New Car Seat Law Requires Children be Nearly 5 Feet Tall to Stop Using
Sometimes our desire to protect children doesn't go far enough. For example, why do we lock up minor drug offenders for years at a time, but a child molester gets probation? It really makes no sense at all, does it? But then there are times when we just go too far in trying to protect, to the point of near-absurdity. Case in point: a new law in Washington state will require children to remain in a car seat until they reach 4 feet 9 inches in height.
The new regulation was signed into law by Washington state Governor Jay Inslee and takes affect in January of 2020. it follows the recommendations of the American Academy of Pediatrics. According to a story from ABC news affiliate WLS-7 in Chicago, the new law could keep children as old as 12 years of age in a booster seat. I'll use my own child as an example of how absurd this could be.

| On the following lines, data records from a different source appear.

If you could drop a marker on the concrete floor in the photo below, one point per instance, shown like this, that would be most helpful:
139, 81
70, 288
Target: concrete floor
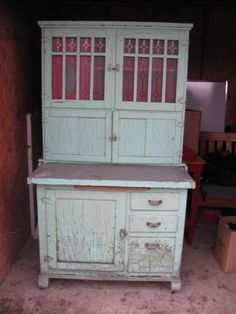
206, 288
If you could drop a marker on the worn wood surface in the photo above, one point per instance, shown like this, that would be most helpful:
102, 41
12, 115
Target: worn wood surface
112, 175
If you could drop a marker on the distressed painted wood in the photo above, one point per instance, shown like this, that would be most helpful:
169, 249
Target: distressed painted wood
99, 233
100, 216
77, 135
112, 175
84, 228
135, 133
145, 137
151, 254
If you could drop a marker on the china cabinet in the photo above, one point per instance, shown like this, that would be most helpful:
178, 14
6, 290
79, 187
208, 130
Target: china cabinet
112, 188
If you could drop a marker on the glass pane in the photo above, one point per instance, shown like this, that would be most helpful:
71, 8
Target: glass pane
129, 45
171, 79
56, 77
85, 44
142, 84
57, 44
98, 78
100, 45
158, 47
71, 44
84, 74
143, 46
128, 79
172, 47
70, 77
157, 77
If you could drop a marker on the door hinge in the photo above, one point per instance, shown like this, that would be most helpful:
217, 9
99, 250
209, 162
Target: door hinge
47, 258
46, 200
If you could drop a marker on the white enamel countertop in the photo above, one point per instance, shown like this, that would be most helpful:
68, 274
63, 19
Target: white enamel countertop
117, 175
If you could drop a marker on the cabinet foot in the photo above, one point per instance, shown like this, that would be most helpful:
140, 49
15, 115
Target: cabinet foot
175, 285
43, 282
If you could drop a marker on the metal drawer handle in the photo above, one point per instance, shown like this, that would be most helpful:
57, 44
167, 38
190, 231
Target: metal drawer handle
153, 224
152, 246
123, 233
155, 202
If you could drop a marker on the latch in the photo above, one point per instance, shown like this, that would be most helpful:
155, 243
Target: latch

My son, who is now over 21, was every bit of 4 feet 9 inches tall by the time he was in 4th grade. He was always a good head or more taller than his classmates and, at that height, was a solid 55 pounds. He was a football coaches dream come true. They didn't make a booster seat that he could even begin to fit into correctly. Why on earth would a child that size need to be in a booster seat when most modern vehicles have seat belts that will adjust accordingly for height?
What about adults who are under 5 feet tall? I'll be every one of us knows at least one female who is under 5 feet and I know at least two who are 4 feet 10 inches and under. What's next? Requiring adults under 5 feet to sit in a booster seat? While the whole proposal may make sense scientifically (somehow, I guess), in a real-world, practical setting, it just seems a bit of overkill. It's nanny-state government in it's purest form. Twelve words that should scare us all: "We're from the government, and we're here to take care of you."